Martin Brundle has criticised Formula 1’s engine grid penalty system, after a number of drivers took grid drops at recent races.
Last time out at Monza, eight drivers were demoted on the grid for taking on power unit elements outside of the FIA’s quota.
A similar situation existed at the Belgian Grand Prix last month, where once again, eight drivers were issued grid drops.
Brundle has hit out at the effect the system has for qualifying, as the final starting grid at Monza was not confirmed until hours after the session had ended.
“This is an unacceptable situation because when the fans turn up trackside or switch on their TV sets to watch qualifying, they should reasonably expect that they’re watching the race grid being formed,” he wrote in his column for Sky F1.
“Instead we waited for several hours for the tortuous and complex process of how penalties were applied.”
Brundle has suggested a number of alternative penalties, which could include in-race punishments or disciplining the teams financially.
“We need solutions here because this is a bad look for F1,” he said. “The initial concept is necessary to stop teams throwing new power units and ancillaries at their cars.
“Options might include simply giving each driver more power units per season, applying an in-race penalty such as a pitlane drive through to be taken at some point in the race, or giving the teams commensurate financial and championship points pain rather than the drivers having to carry the burden through no fault of their own.”
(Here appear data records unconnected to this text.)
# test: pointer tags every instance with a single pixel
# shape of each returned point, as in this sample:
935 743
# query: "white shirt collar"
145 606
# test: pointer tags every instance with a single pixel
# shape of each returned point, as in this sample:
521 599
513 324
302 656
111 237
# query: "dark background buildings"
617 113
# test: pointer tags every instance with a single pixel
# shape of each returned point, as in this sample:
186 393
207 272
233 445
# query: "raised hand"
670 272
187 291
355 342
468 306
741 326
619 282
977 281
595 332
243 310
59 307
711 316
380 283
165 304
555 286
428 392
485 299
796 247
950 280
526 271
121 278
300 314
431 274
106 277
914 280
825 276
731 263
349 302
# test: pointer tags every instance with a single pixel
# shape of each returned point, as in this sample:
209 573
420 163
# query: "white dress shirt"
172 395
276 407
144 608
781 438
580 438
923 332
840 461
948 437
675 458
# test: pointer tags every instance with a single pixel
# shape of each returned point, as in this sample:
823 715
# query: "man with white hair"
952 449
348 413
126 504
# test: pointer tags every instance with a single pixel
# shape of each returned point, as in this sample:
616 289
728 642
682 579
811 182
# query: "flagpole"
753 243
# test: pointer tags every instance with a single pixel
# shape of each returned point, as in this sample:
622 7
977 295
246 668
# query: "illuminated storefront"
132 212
And while Brundle admits that watching faster cars come through the field can create a fascinating race, he asserts that having cars that have the potential to win at the front of the field will make for a stronger show.
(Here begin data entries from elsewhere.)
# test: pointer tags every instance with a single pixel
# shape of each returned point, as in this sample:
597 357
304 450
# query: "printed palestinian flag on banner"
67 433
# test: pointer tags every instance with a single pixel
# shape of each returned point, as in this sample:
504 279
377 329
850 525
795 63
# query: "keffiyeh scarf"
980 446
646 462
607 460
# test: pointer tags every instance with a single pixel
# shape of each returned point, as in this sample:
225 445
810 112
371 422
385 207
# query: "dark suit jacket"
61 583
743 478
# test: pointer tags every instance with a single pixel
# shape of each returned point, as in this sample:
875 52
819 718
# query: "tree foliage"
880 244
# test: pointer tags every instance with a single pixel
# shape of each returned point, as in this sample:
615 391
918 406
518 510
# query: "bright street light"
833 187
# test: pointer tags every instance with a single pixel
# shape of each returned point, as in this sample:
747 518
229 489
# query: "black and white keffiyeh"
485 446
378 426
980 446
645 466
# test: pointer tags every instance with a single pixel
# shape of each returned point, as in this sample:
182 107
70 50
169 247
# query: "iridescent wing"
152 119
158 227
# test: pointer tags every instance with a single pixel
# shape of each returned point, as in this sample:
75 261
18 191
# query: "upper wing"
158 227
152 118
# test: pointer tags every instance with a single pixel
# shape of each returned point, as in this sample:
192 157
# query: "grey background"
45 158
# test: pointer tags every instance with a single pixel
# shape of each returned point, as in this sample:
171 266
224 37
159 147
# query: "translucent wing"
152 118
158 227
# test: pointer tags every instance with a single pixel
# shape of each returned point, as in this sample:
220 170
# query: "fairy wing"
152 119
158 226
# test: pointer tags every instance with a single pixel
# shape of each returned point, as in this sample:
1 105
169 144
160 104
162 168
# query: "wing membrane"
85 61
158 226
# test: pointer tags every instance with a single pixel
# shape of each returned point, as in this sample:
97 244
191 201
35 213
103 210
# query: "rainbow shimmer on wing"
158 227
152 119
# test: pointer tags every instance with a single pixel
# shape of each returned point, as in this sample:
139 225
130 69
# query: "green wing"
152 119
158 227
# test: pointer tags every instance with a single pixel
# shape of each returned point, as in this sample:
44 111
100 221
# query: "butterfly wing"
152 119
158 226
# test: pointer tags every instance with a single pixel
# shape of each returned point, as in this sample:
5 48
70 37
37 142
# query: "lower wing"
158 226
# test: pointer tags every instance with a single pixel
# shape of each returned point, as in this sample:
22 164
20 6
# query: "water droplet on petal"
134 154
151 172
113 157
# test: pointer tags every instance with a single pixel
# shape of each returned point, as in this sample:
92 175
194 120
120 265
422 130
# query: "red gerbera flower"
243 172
“A mixed up grid can make for an interesting race observing drivers making their way through the field, but better still is when the six cars with a realistic chance of winning the race are wheel to wheel in the correct grid places.
“With 24 races next season and either three or six Sprint races, F1 clearly needs to get the regulatory allocation of power units and sporting regulations sorted out.
“In the multi-billion dollar world of F1 it looks ridiculous that the teams appear to be short of engines, which of course they’re not.”